Simply spoon the cooked baby puree onto the baking sheet to form small mounds (though note that this will not work if the puree is too thin). We cover the baking paper with cling film, freeze, and then mix the servings of food into bags, as before.

How to Freeze Baby Food - Method 4

Another good way to freeze homemade baby food is to put the puree into freezer glass jars and place them in the freezer. nine0005

However, please note that you should never freeze baby food in glass jars unless the jar manufacturer has specifically stated that freezing is safe and possible.

Jars that are freezer safe must be properly labeled and distinguished from other tins (including commercial baby food tins) that are not strong enough to withstand the expansion of food that occurs during the freezing process. nine0005

This means that the jar may burst or, even worse, there may be small microcracks that cannot be seen with the eyes, but which will allow tiny pieces of glass to get into the baby's food.

How to Freeze Baby Food Method 5

Probably the most popular way to freeze homemade baby food is to use freezer trays or jars for baby food, there are so many options to choose from! nine0005

Manufacturers, recognizing the growing trend of parents to freeze baby puree, offer special forms of baby food that make life easier, well, because there is a lid! What's more, these molds are free of potentially harmful chemicals, which is something some plastic trays for general consumption are guilty of.

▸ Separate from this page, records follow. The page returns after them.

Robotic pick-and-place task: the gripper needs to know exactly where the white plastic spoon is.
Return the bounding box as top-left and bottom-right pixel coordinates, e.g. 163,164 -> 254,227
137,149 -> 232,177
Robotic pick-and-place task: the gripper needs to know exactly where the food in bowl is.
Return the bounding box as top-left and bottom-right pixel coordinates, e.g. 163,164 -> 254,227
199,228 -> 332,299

Tracking the finished product

Most types of baby food - especially puree - freeze perfectly. Sometimes you will have to experiment with texture, since the freezing process itself consists in the fact that the water in the product expands when it freezes, destroying the cell walls. This is especially noticeable when the whole food is frozen, for example a frozen banana will be very soft when thawed. nine0005

To reduce the hassle of freezing baby food here are some helpful tips. ..

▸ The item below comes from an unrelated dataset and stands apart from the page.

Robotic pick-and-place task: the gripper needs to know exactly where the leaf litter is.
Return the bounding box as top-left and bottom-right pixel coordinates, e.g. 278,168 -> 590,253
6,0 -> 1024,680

- Do not puree too thin before freezing. Keep in mind that many foods become watery when thawed (especially fruits and vegetables), adding extra liquid before freezing will then add too much cereal to thicken!

- Herbs and spices tend to lose their flavor in the freezer. If a baby food recipe calls for them, it is best to add them after after the food is defrosted, just before heating.

- Baked foods - like homemade nuggets or fish fingers - are best frozen when almost cooked but not fully done. This is because the structure of the food when frozen and thawed can behave negatively.

— When freezing yogurt, remember that it may be too thin when defrosted. Sometimes stirring it well is enough to solve this problem - but in some cases, the resulting yogurt is too thin to eat with a spoon, so such yogurt can be used in a smoothie! nine0005

- A good result is obtained from freezing rice and oatmeal, which is good if the morning is like a nightmare and there is no time to organize a full breakfast. Only cereals should not be made too thin before they are frozen .

- Many fruits - especially apples and pears - can look very brown when frozen and thawed. This discoloration is a natural and harmless result of the fruit being exposed to air, but if it's a concern, mixing lemon juice and fruit puree before freezing can solve the problem. Please note that citrus fruits can cause an allergic reaction in babies, so you can use it with a changed color! nine0005

- If you want to make your own stock of vegetable or meat broth, which is convenient, you just need to prepare a large batch at a time and freeze. It's worth trying freezing in ice cube trays or baby food trays, as discussed above - then the ideal size of small portions will be in the freezer to use as needed.

- If baby food has been frostbitten, fortunately food safety is not affected - just thaw and then cut or spoon away the affected areas. nine0005

How to defrost baby food

The safest and easiest way to defrost baby food is to put it in the refrigerator overnight before feeding.